Positive Steps To Help Your Child
First and foremost, schedule a check-up with your family practitioner to discuss any concerns you have. Your child’s school can be involved, too. Parents, physicians, and nurses should work in partnership with your child’s school nurses. If you and your doctor have concerns about your child’s weight, stay positive. “A positive attitude is important,” Collins says. Approach weight loss as a healthy step in the right direction and a work in progress.
Children crave responsibility. One way to get them involved and excited is to show them healthy options and teach them to prepare their own food.
When incorporating extra physical activity or adding an exercise program, ask your child what excites them. “Walking is always my first choice, it is low impact, can be done alone or with others, is cost effective and you can play fun games as you walk, like ‘I Spy’ or ‘how has the neighborhood changed,” says Collins. Perhaps your child wants to play at school or participate in a recreational sport, you can explore the many options. GRMDC Pediatrician Janet Protiva, MD, suggests 30 minutes of activity a day five days a week. And don’t underestimate the power of playing together. Family games and activities such as kickball, jumping rope, bike rides, and basketball (to name just a few) can not only keep you and your child active, but provide valuable time together.
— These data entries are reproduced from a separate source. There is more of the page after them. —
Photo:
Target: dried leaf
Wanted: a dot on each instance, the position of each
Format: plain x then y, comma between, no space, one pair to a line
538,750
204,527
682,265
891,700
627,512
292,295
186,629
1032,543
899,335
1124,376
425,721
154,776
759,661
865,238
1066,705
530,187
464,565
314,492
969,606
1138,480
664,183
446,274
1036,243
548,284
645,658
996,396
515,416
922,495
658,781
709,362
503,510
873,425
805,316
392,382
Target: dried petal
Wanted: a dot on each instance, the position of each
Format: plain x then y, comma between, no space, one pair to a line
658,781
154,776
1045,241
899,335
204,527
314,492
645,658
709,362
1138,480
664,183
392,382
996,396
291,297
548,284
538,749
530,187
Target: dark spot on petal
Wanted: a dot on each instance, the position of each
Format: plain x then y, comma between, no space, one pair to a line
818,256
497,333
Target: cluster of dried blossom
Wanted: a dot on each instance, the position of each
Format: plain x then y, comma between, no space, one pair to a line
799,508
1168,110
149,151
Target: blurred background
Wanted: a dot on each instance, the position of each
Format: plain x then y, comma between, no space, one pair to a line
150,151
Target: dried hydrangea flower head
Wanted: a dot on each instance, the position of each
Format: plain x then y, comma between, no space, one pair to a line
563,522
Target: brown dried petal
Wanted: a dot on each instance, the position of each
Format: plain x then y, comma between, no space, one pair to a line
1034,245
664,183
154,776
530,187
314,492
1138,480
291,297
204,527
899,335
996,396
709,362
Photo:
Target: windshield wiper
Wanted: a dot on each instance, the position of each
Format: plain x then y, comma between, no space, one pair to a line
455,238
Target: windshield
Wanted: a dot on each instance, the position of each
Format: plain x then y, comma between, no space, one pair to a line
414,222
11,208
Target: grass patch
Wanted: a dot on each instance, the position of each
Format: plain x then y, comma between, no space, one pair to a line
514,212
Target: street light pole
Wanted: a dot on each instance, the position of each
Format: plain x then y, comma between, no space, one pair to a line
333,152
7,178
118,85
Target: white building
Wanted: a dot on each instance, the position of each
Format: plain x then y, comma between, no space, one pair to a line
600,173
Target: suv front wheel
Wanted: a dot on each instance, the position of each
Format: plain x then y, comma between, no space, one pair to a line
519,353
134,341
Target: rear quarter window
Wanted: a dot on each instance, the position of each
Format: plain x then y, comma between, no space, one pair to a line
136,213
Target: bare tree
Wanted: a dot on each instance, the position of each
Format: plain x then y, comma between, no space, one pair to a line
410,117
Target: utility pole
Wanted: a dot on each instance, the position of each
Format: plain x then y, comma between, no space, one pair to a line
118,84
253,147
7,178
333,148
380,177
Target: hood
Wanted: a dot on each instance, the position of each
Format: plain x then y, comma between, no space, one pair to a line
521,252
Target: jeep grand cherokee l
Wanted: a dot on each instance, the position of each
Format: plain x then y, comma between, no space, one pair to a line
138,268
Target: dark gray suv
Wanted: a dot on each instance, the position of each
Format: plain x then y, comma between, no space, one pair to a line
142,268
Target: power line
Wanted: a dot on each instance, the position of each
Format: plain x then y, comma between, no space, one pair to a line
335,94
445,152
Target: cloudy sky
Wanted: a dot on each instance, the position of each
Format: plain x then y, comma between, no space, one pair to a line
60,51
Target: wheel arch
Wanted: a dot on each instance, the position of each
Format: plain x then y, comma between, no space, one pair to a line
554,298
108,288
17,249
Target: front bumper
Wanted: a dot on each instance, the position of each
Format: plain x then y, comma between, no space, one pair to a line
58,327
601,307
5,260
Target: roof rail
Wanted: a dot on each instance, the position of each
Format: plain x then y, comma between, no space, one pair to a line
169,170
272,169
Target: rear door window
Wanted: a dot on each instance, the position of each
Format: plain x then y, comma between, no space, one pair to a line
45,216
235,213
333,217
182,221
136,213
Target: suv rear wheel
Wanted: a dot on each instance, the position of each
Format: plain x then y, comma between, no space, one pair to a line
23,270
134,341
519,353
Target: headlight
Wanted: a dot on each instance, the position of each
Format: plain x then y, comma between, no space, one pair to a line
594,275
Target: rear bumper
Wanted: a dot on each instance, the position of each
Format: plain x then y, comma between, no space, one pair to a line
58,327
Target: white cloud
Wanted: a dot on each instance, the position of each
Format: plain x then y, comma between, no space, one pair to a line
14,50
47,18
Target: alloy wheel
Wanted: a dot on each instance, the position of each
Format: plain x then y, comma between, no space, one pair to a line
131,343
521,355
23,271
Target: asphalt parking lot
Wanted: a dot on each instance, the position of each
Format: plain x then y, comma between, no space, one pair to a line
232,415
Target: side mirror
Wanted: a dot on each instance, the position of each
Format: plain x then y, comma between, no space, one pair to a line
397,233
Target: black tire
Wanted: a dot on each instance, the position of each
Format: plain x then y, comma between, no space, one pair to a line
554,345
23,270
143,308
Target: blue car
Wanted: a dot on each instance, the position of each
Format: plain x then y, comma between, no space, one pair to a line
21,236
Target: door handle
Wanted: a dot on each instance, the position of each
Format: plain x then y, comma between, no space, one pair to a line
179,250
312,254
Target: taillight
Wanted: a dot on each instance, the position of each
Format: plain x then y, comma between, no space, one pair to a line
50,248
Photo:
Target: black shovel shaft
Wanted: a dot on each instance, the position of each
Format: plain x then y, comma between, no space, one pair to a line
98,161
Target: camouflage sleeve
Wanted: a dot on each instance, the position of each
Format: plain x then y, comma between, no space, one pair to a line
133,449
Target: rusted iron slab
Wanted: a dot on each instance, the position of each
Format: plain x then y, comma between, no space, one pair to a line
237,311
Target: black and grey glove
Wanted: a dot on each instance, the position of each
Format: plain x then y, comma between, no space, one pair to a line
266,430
Exercise doesn’t have to be boring like running on a treadmill or lifting weights, you can get physical activity through a variety of things, like dancing, jumping rope, or walking your dog.” – GRMDC Pediatrician, Natalie Gilman, MD.
There are simple daily changes you can make that have a big impact. “Healthy hydration is important! Drink plenty of water, limit milk to two to three cups a day and remove juices and soda from their diet,” Dr. Protiva says.
When it comes to food, incorporate new foods often. “Eat plenty of fruits and vegetables and encourage your child to try new healthy foods,” Dr. Protiva adds. Dr. Gilman suggests getting creative when adding healthy swaps, saying, "Instead of reaching for a glass of juice or soda, try putting fresh fruit in your water like pieces of strawberry or mango to add some flavor without the extra sugar."
And don’t skip breakfast! Paul Ahn, MD, GRMDC Pediatrician and father of two young boys, expresses the importance of a healthy start to your child’s day. Dr. Ahn understands that kids can be picky eaters and has learned in his years of practice that introducing a variety of foods is essential to expanding you child’s palate.
Both Drs. Ahn and Protiva agree that family dinners are important and encourage eating as many meals together, uninterrupted, without media distractions. The American Heart Association also recommends family dinnertimes. “When everyone sits down together to eat, there’s less chance of children eating the wrong foods, or snacking too much.” When children are involved in cooking and planning meals, positive eating habits are formed, and you get the added bonus of extra quality family time!
Dr. Ahn recommends five simple steps to getting your child on a healthy path:
- Don't skip breakfast.
- Keep healthy snacks on hand.
- Watch portion sizes.
- Eat as a family.
- Keep family meals media-free.
With simple changes in your family’s routine and by adding new and healthy options often, you can set your child up for success and a healthy future. The healthy habits you instill in your child early in life will have lifelong positive benefits.